Operai del settore edilizia in pensione a 63 anni con 30 anni di contributi attraverso la formula dell’Ape sociale. Grazie a un emendamento alla legge di Bilancio di Pd e M5S sarà ridotto da 36 a 30 anni il requisito contributivo richiesto a questa categoria di lavoratori per poter lasciare il lavoro a 63 anni con la formula dell’Ape sociale. Secondo il Messaggero, che parla di «Quota 93», la proposta ha trovato l’accordo nella maggioranza di governo.

Pelle (Filca Cisl): «Una grande conquista»

«Abbiamo proposto di abbassare da 36 a 30 anni il periodo di contributi necessario agli edili per accedere alla pensione con la cosiddetta Ape sociale (qui l’articolo completo sulle uscite anticipate dal lavoro) – ha detto Enzo Pelle, segretario generale Filca-Cisl – e la richiesta è stata formalizzata dal Pd attraverso un emendamento alla Legge di Bilancio. La sua approvazione rappresenterebbe una grande conquista per gli edili, il giusto riconoscimento di un lavoro duro, faticoso, rischioso. Il provvedimento sarebbe l’ennesimo ottimo risultato a favore delle fasce più deboli ottenuto con la Legge di bilancio, che grazie soprattutto al pressing del sindacato contiene misure importanti non solo sul fronte pensionistico, ma anche fiscale, sociale, ecc.».

L’apertura del ministro Orlando

Sull’apertura del governo nei confronti degli operai edili si era espresso tre giorni fa il ministro del Lavoro Andrea Orlando. «Io sono ottimista sull’abbassamento degli anni dei contributi necessari per gli edili per andare in pensione.
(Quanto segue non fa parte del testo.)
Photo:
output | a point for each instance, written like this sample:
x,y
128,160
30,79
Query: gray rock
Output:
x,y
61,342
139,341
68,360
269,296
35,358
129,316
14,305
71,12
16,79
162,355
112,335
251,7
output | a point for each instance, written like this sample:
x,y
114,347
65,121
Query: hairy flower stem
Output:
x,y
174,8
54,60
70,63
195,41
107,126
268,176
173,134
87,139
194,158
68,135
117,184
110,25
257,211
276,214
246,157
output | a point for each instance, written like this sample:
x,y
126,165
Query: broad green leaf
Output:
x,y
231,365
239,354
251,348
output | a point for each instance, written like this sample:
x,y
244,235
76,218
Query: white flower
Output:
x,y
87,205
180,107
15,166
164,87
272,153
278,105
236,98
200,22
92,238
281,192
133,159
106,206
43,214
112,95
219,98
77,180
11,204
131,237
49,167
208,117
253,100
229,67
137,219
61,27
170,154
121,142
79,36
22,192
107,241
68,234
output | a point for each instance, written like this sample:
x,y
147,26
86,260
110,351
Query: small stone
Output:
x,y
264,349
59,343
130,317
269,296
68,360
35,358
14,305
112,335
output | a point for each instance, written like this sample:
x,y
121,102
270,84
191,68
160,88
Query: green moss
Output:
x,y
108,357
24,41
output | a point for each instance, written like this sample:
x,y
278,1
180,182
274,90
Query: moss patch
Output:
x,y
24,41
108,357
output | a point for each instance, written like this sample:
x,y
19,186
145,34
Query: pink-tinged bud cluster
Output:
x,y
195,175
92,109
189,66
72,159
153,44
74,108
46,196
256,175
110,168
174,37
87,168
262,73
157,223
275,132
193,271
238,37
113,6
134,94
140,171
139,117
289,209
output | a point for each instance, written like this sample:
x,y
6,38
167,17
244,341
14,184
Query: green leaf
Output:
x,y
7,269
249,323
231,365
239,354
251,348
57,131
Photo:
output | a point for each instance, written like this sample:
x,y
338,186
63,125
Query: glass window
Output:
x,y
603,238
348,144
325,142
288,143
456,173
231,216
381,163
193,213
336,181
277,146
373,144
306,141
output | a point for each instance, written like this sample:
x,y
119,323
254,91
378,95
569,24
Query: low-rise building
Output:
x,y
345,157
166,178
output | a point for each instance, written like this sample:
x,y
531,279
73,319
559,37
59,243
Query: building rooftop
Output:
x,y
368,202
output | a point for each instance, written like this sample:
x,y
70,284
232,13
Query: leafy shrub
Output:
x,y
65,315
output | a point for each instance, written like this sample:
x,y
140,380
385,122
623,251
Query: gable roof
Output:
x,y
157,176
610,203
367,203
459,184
È una cosa che dobbiamo affrontare subito e si può affrontare già nella legge di bilancio. Non abbiamo mai interrotto il confronto per superare le distorsioni» della riforma Fornero. «Uno: che se metti un regime che è prevalentemente contributivo, non puoi imporre un’età prima della quale non puoi andare in pensione. Poi bisogna tener conto delle differenze delle condizioni di lavoro e infine cosa succede a quelli che vanno in pensione tra 15-20 anni. Già oggi rischiamo di mandare in pensione persone in condizioni di assoluta povertà e questo significa che bisogna mettere via soldi già oggi».

Più infortuni sul lavoro

L’abbassamento da 36 a 30 anni – avevano spiegato in una nota la senatrice ed ex ministra del Lavoro, Nunzia Catalfo, e Davide Tripiedi, deputato componente della commissione Lavoro – è «un intervento che reputiamo imprescindibile». E questo perché «i lavoratori delle imprese edili e affini sono sottoposti a continui sforzi che rendono questa una delle attività più usuranti dal punto di vista fisico. Secondo l’Inail, nei primi 9 mesi di quest’anno nel comparto costruzioni sono cresciute del 16% sia le denunce per infortuni sia le morti sul lavoro rispetto allo stesso periodo dello scorso anno. Ora abbiamo la possibilità di segnare un punto importante».

Il buco contributivo

Il problema da risolvere per questa categoria di lavoratori erano i buchi contributivi. «Il lavoro in edilizia – spiega pelle – ha caratteristiche che rendono difficile, per gli addetti, l’accesso alla pensione. I cantieri sono temporanei: tra la fine di un lavoro e l’inizio di un altro c’è spesso un lasso di tempo che per gli edili si trasforma in un buco contributivo. Il lavoro edile, inoltre, è discontinuo, perché in molti periodi dell’anno le condizioni climatiche non ne consentono lo svolgimento. Questo comporta per gli edili grandi difficoltà nel raggiungere la pensione. Molti si trovano in un limbo: troppo vecchi per lavorare nei cantieri, troppo giovani per la pensione». Inoltre notiamo un aumento dell’età media degli infortunati: per gli over 60 il lavoro nei cantieri è troppo faticoso e rischioso.